It’s time to reclaim the kitchen, folks. You may have seen my recent trip to Madison, Wisconsin to visit one of our favorite brands to work with, Wolf. Why do we have a soft spot for the brand? Because just like us, Wolf is passionate about growing a passion for cooking. For the past few years, Wolf has put together quite a few educational and inspirational resources on how to cook more (like this really sweet video, which makes me tear up because I’m so passionate on the subject).
This recipe and post are part of the #ReclaimtheKitchen initiative. The goal is to demystify home cooking by sharing actionable tips, tools and techniques to help you reclaim your kitchen. To do this, we’ve created a cozy fall recipe that is adaptable and can work for a dinner with friends or even a vegetarian Thanksgiving main dish: pumpkin sage stuffed shells! The shell filling is gooey and cozy, savory pumpkin mixed with ricotta and Mozzarella cheeses, with a bit of fresh sage thrown in. The stuffed shells are baked in our Quick & Simple Marinara, which compliments the filling without overwhelming it. It’s an impressive, showy vegetarian main dish that’s perfect for feeding a crowd. While it takes a bit of time to assemble the components, stuffed shells are fitting for a celebration or a pitch-in table. Best of all, our stuffed shells recipe illustrates a few tools (or “tricks”) that are important for reclaiming the kitchen.

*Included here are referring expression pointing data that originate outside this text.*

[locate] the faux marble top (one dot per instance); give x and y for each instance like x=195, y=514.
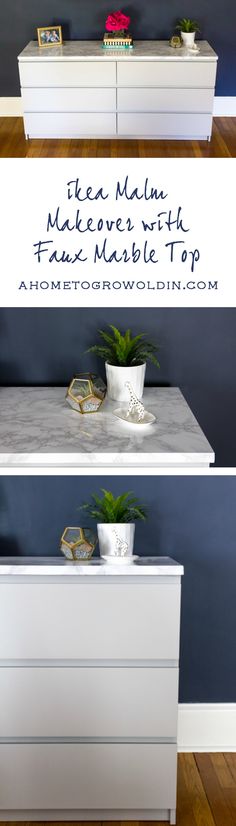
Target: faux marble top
x=92, y=50
x=38, y=427
x=57, y=566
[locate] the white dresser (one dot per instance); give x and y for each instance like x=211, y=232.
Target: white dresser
x=78, y=90
x=89, y=689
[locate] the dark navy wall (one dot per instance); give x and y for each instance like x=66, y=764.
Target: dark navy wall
x=198, y=353
x=85, y=19
x=192, y=519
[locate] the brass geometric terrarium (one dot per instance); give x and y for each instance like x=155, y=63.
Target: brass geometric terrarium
x=78, y=543
x=86, y=393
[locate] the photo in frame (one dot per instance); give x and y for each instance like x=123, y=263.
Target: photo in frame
x=49, y=36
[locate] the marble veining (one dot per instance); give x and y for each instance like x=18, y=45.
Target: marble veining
x=35, y=421
x=92, y=50
x=55, y=566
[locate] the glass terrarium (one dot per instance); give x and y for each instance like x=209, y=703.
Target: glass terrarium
x=86, y=392
x=78, y=543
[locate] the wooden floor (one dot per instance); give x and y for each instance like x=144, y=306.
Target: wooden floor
x=206, y=791
x=14, y=145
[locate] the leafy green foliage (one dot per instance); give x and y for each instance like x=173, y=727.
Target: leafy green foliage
x=111, y=509
x=187, y=25
x=125, y=350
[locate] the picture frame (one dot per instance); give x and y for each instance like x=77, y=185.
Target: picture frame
x=49, y=36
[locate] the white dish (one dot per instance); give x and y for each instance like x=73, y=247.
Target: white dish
x=121, y=413
x=120, y=560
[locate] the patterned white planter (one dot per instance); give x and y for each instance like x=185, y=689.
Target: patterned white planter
x=107, y=534
x=117, y=378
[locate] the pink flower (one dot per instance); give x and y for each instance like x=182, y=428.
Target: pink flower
x=117, y=21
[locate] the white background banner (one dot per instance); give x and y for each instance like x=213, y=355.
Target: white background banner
x=82, y=233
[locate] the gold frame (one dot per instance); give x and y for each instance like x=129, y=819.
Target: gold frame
x=73, y=545
x=89, y=378
x=49, y=29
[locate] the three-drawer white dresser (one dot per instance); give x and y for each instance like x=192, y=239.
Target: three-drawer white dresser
x=89, y=689
x=79, y=90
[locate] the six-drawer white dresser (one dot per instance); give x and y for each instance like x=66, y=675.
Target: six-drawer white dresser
x=89, y=657
x=78, y=90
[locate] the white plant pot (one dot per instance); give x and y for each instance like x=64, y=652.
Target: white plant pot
x=117, y=378
x=107, y=537
x=188, y=39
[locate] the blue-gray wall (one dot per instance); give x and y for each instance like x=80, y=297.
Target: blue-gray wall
x=85, y=20
x=198, y=353
x=192, y=519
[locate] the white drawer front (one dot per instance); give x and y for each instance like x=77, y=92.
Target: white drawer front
x=88, y=702
x=87, y=776
x=69, y=125
x=161, y=73
x=165, y=100
x=69, y=100
x=62, y=73
x=165, y=125
x=95, y=621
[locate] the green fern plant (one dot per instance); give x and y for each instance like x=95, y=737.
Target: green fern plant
x=187, y=25
x=125, y=350
x=111, y=509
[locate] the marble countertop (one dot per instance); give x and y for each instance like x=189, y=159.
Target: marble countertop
x=92, y=50
x=60, y=567
x=38, y=427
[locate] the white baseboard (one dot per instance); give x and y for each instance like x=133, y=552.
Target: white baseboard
x=223, y=106
x=207, y=727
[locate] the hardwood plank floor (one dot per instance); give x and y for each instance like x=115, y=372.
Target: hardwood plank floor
x=14, y=145
x=206, y=792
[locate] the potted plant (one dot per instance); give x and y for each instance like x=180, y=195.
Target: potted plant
x=115, y=517
x=125, y=359
x=188, y=29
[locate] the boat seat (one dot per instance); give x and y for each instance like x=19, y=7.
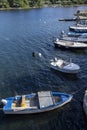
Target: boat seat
x=23, y=103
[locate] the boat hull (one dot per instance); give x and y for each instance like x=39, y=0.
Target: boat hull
x=65, y=70
x=65, y=99
x=69, y=47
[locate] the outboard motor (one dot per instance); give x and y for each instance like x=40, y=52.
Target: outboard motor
x=4, y=102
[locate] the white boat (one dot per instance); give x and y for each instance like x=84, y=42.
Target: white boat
x=64, y=66
x=39, y=102
x=69, y=44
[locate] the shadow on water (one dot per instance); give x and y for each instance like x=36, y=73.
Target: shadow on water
x=67, y=76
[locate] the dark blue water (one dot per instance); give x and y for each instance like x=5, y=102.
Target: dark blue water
x=23, y=32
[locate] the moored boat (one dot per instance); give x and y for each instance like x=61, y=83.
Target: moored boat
x=64, y=66
x=75, y=39
x=39, y=102
x=69, y=44
x=75, y=34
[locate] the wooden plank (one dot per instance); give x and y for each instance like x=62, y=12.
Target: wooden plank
x=45, y=99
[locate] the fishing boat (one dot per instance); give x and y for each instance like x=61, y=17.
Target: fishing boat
x=75, y=34
x=69, y=44
x=78, y=28
x=64, y=66
x=42, y=101
x=75, y=39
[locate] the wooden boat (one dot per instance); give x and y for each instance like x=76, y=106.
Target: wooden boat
x=74, y=39
x=64, y=66
x=79, y=29
x=69, y=44
x=35, y=102
x=75, y=34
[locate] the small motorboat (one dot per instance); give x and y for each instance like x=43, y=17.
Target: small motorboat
x=78, y=28
x=69, y=44
x=85, y=103
x=64, y=66
x=75, y=39
x=39, y=102
x=75, y=34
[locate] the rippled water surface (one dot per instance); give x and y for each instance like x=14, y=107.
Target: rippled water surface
x=23, y=32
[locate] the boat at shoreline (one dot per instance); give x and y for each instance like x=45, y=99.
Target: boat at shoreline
x=39, y=102
x=79, y=28
x=64, y=66
x=69, y=44
x=74, y=39
x=75, y=34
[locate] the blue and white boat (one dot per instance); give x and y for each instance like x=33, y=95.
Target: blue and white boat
x=75, y=34
x=39, y=102
x=64, y=66
x=67, y=44
x=74, y=39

Trick 1: How to make a quick marinara
For those of you who don’t have a go-to marinara sauce, here’s one that’s tasty and takes about 25 minutes. What’s the point of making your own marinara? There’s nothing quite like the flavor of a fresh batch. (However, if you’re in a time bind, there are a lot of high-quality marinara sauces out there these days, so don’t be ashamed!) The tricks to our quick marinara:
- Canned tomato puree: it has a bit of built-in tomato paste, and the sweetness helps to balance the acidity of the tomatoes
- Shallots: they have a more delicate flavor than onions and require less sauteing time
- Garlic: ok, that’s really our trick to anything!

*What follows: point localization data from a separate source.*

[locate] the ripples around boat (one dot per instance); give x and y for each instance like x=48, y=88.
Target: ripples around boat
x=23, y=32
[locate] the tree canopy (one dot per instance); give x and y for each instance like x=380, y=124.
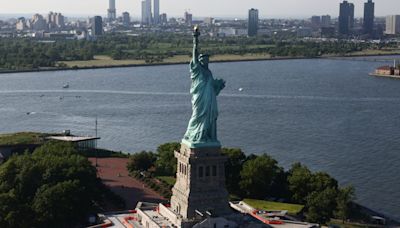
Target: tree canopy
x=53, y=187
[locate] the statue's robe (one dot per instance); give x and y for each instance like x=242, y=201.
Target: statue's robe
x=202, y=126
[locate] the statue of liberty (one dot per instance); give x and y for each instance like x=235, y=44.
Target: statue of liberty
x=202, y=128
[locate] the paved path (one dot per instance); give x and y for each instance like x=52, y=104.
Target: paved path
x=114, y=174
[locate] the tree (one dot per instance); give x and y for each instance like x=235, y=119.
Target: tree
x=300, y=182
x=320, y=205
x=53, y=187
x=321, y=181
x=166, y=161
x=345, y=197
x=141, y=161
x=258, y=176
x=233, y=166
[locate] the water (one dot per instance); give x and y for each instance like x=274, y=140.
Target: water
x=328, y=114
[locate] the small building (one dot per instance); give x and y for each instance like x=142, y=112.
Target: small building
x=81, y=142
x=385, y=70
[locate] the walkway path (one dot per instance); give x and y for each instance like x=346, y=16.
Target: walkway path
x=114, y=174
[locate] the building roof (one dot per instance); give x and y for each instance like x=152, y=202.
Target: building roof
x=73, y=138
x=384, y=67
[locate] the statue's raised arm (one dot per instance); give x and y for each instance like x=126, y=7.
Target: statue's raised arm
x=202, y=127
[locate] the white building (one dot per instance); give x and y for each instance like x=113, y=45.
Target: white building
x=156, y=11
x=146, y=12
x=38, y=22
x=392, y=24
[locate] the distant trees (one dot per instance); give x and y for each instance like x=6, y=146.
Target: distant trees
x=166, y=161
x=233, y=167
x=258, y=176
x=28, y=53
x=141, y=161
x=53, y=187
x=163, y=162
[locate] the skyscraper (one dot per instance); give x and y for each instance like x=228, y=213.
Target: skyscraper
x=97, y=26
x=156, y=12
x=163, y=19
x=325, y=21
x=126, y=18
x=346, y=17
x=253, y=22
x=368, y=25
x=315, y=21
x=112, y=12
x=188, y=18
x=392, y=24
x=146, y=12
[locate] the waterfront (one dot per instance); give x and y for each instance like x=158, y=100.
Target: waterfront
x=328, y=114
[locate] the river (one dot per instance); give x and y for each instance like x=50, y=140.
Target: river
x=328, y=114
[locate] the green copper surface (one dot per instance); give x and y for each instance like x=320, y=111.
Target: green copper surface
x=202, y=127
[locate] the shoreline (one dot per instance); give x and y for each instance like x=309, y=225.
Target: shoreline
x=385, y=75
x=187, y=62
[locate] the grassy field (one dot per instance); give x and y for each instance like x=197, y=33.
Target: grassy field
x=106, y=61
x=169, y=180
x=272, y=206
x=376, y=52
x=22, y=138
x=102, y=61
x=339, y=223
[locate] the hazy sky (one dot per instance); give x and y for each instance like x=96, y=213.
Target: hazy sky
x=199, y=8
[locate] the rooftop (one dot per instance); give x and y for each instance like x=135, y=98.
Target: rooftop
x=73, y=138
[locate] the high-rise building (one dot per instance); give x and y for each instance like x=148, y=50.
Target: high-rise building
x=146, y=12
x=253, y=22
x=112, y=11
x=325, y=21
x=368, y=25
x=156, y=12
x=315, y=21
x=392, y=24
x=38, y=22
x=59, y=20
x=21, y=24
x=163, y=19
x=346, y=17
x=97, y=26
x=209, y=20
x=126, y=19
x=188, y=18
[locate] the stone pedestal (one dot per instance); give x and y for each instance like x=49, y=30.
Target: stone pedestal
x=200, y=182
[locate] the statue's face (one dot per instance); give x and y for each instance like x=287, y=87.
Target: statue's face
x=204, y=60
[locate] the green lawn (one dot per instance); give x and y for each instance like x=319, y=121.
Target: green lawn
x=169, y=180
x=272, y=206
x=22, y=138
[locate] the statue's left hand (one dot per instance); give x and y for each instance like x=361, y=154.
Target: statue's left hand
x=219, y=84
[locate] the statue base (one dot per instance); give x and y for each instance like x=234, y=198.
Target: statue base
x=201, y=144
x=200, y=182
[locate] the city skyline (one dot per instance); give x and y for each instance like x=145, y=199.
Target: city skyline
x=274, y=8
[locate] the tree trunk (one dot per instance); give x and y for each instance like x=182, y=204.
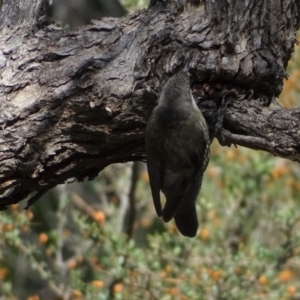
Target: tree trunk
x=73, y=102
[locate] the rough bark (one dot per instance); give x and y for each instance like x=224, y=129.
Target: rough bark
x=73, y=102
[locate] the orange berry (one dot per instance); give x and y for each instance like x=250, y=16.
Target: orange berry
x=204, y=234
x=174, y=291
x=144, y=176
x=212, y=214
x=7, y=227
x=291, y=290
x=14, y=207
x=230, y=154
x=33, y=297
x=117, y=288
x=3, y=273
x=43, y=238
x=145, y=222
x=285, y=275
x=28, y=214
x=99, y=216
x=72, y=264
x=25, y=228
x=263, y=280
x=98, y=283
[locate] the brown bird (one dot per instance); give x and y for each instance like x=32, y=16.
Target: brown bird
x=177, y=146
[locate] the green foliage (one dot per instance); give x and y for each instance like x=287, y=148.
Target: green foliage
x=75, y=243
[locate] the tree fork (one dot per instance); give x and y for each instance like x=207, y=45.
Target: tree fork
x=75, y=101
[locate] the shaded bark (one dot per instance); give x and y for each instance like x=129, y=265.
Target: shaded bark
x=73, y=102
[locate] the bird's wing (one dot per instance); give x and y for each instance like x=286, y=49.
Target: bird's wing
x=181, y=188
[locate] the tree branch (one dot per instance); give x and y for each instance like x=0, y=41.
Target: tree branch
x=73, y=102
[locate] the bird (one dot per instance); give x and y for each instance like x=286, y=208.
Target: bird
x=177, y=150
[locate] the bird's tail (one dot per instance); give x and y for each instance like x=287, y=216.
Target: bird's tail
x=187, y=221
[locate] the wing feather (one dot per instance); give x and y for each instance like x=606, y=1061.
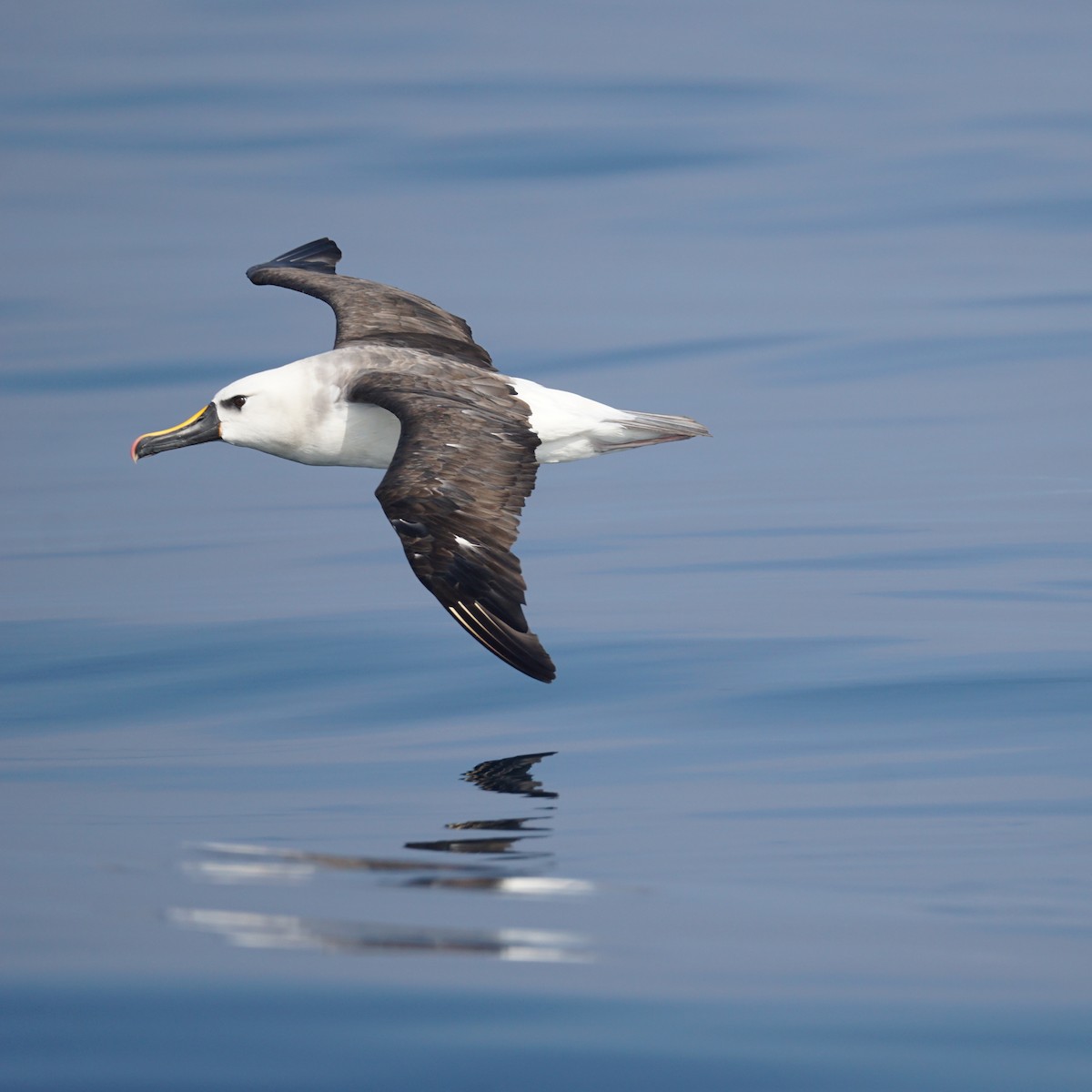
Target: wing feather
x=464, y=467
x=369, y=311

- Olive oil + butter: The creaminess of butter helps round out the sauce flavor without simmering for hours
Trick 2: How to salt pasta water
If you’re not an Italian grandmother, you may not know this secret. First of all, make sure to salt your pasta water! Why? It results in tastier pasta. Second, salting your pasta means quite a bit of salt: the water should actually taste salty. Typically if we’re filling a huge pot, we’ll use about 1 tablespoon of kosher salt. Don’t worry, you won’t actually consume this much salt, as it disperses into the water.

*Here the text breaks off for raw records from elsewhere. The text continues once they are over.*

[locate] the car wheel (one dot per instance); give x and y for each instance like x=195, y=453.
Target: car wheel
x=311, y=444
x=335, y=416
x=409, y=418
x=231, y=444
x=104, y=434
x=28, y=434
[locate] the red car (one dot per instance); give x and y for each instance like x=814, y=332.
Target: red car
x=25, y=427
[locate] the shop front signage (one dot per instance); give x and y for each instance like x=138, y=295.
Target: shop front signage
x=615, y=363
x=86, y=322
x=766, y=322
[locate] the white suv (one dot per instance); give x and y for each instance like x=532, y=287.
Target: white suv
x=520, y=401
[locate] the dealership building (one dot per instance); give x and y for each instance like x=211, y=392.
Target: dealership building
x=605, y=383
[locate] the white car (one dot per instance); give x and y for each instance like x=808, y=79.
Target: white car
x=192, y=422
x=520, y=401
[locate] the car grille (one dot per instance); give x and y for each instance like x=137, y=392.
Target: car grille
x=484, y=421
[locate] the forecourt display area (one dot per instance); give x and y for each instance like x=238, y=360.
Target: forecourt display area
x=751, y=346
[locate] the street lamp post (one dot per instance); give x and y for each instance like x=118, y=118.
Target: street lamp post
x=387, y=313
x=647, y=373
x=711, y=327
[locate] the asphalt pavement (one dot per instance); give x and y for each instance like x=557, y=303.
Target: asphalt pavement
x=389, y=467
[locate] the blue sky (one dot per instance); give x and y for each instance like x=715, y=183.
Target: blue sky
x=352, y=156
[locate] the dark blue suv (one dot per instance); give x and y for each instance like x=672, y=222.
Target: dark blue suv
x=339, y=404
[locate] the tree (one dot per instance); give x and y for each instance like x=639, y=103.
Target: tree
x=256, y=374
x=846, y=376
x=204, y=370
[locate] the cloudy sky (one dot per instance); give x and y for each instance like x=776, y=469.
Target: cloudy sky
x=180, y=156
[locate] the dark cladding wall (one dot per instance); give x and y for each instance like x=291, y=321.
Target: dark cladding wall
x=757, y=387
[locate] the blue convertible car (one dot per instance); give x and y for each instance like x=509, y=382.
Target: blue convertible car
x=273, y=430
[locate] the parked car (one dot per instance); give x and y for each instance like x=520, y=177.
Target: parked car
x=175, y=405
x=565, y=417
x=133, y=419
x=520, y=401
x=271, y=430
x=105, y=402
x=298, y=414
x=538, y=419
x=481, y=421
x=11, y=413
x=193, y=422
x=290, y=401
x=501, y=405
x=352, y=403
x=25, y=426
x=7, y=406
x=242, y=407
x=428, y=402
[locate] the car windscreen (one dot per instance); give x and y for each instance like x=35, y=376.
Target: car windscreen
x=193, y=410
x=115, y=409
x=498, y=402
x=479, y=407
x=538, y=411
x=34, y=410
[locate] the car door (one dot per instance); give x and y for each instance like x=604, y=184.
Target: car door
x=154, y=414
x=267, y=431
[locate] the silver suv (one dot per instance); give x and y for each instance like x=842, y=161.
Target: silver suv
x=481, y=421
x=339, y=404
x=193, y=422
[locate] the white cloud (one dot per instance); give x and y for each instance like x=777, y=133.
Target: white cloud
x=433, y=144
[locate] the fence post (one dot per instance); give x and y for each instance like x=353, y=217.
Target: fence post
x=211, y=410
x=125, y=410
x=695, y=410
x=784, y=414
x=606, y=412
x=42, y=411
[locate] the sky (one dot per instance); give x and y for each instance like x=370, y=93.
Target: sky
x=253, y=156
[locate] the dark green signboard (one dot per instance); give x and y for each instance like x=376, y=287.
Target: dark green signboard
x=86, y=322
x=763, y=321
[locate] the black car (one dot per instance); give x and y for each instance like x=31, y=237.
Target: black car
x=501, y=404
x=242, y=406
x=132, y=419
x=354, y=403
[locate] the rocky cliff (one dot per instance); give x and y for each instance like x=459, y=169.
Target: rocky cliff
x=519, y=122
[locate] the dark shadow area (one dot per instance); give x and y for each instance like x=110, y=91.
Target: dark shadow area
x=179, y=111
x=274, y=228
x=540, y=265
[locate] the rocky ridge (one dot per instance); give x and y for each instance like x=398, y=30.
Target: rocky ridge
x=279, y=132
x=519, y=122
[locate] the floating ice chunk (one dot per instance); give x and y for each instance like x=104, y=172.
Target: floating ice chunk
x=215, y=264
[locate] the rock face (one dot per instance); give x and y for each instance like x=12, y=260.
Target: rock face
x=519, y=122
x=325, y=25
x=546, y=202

Trick 3: How to quickly wilt greens
For these stuffed shells, we’ve used a trick we picked up a few years ago. Instead of cooking our spinach on the stovetop and dirtying yet another pan, we’ve used the boiling water from the pasta to wilt the greens. It only takes a few seconds. Simply place the spinach leaves in the pasta colander and pour some of the boiling water from the pot over the spinach. Even about half the water from the pot should be enough to entirely wilt the spinach. Then remove the spinach and finish draining your pasta. (You’ll squeeze out all liquid and roughly chop the spinach afterwards.) If you’re ever using spinach or greens in a pasta, this is a nice way to cook it without dirtying a pan. (We’ve also used this technique to cook red peppers in these Peanut Noodles with Napa Cabbage.)
Trick 4: How to quickly chop sage
This trick can be used for any leafy herb or green. The method:
- Chiffonade the leaves. This means stack the leaves, roll them up, and then thinly slice them. Watch this video.
- Lay the thin slices together and slice them the other way, resulting in a fine chop.